Plus qu’aucun autre écrivain du XXe-XXIe siècle, et sans doute dans le sillage de Sartre et Camus, qu’il connut et admira, Mario Vargas Llosa aura cru en la vertu salvatrice – rédemptrice ─ de la littérature. 

Albert Bensoussan

En suivant le fil chimérique : sortie du labyrinthe, après l’anéantissement du Démon, dans Lituma dans les Andes, quête de l’Utopie ─ toujours rêve impossible ─  pour Flora Tristan qui, six ans avant Marx, prêchait l’union des travailleurs et des femmes de tous les pays, quête du Paradis lointain (de la Bretagne à Tahiti, puis aux Marquises) chez son petit-fils, Paul Gauguin, nous voilà rendus au dernier temps du Scribe ─ el escriba, ainsi qu’il nommait ironiquement son Pedro Camacho, dans La Tante Julia et le scribouillard) ─ avec, pour l’heure, un constat désabusé qui n’entame ni n’entrave pourtant jamais l’élan initial, ni n’éteint le feu prométhéen : Le paradis est toujours un peu plus loin.
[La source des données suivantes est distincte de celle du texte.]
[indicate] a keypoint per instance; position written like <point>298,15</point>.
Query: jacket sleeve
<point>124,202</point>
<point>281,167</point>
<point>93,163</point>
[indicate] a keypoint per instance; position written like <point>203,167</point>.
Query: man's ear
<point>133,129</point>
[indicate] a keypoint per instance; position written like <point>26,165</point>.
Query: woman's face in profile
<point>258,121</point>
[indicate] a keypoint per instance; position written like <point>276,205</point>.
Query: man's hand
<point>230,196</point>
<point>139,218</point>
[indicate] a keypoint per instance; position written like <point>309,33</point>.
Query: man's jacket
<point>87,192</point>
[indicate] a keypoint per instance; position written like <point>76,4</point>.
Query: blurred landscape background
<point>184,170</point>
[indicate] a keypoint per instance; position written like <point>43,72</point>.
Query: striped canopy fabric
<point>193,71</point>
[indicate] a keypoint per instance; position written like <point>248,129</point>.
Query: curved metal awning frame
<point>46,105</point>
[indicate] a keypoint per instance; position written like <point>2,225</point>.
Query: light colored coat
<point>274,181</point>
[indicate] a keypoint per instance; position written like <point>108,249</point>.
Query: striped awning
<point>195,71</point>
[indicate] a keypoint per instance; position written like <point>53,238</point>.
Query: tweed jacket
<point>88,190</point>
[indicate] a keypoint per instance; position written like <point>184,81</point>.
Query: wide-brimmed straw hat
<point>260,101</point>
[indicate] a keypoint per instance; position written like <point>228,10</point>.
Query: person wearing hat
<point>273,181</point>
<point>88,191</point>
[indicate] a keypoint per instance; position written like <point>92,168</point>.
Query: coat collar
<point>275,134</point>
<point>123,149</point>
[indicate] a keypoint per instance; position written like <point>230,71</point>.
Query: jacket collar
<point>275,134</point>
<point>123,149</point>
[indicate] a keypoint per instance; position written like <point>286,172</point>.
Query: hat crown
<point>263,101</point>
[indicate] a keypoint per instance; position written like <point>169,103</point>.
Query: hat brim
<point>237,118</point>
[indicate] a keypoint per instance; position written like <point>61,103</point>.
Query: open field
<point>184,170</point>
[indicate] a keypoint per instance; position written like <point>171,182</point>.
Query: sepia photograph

Si loin d’ailleurs que l’ultime avatar de ses créatures – ou disons ses Golems, tant elles sont devenues mythes vivants et évanescents ─, Roger Casement, à l’inverse de son Gauguin qui pensait le trouver au bout le plus extrême de l’Extrême-Orient – après Tahiti, les Marquises, et après les Marquises, le Japon… sauf qu’il fut trop tôt disparu ─, revient de ses décennies de Consul-aventurier en Afrique (le Congo) et en Amérique (l’Amazonie, le Pérou) en n’ayant plus qu’une seule visée utopique : l’Irlande, et c’est là que se brisera le Rêve du Celte.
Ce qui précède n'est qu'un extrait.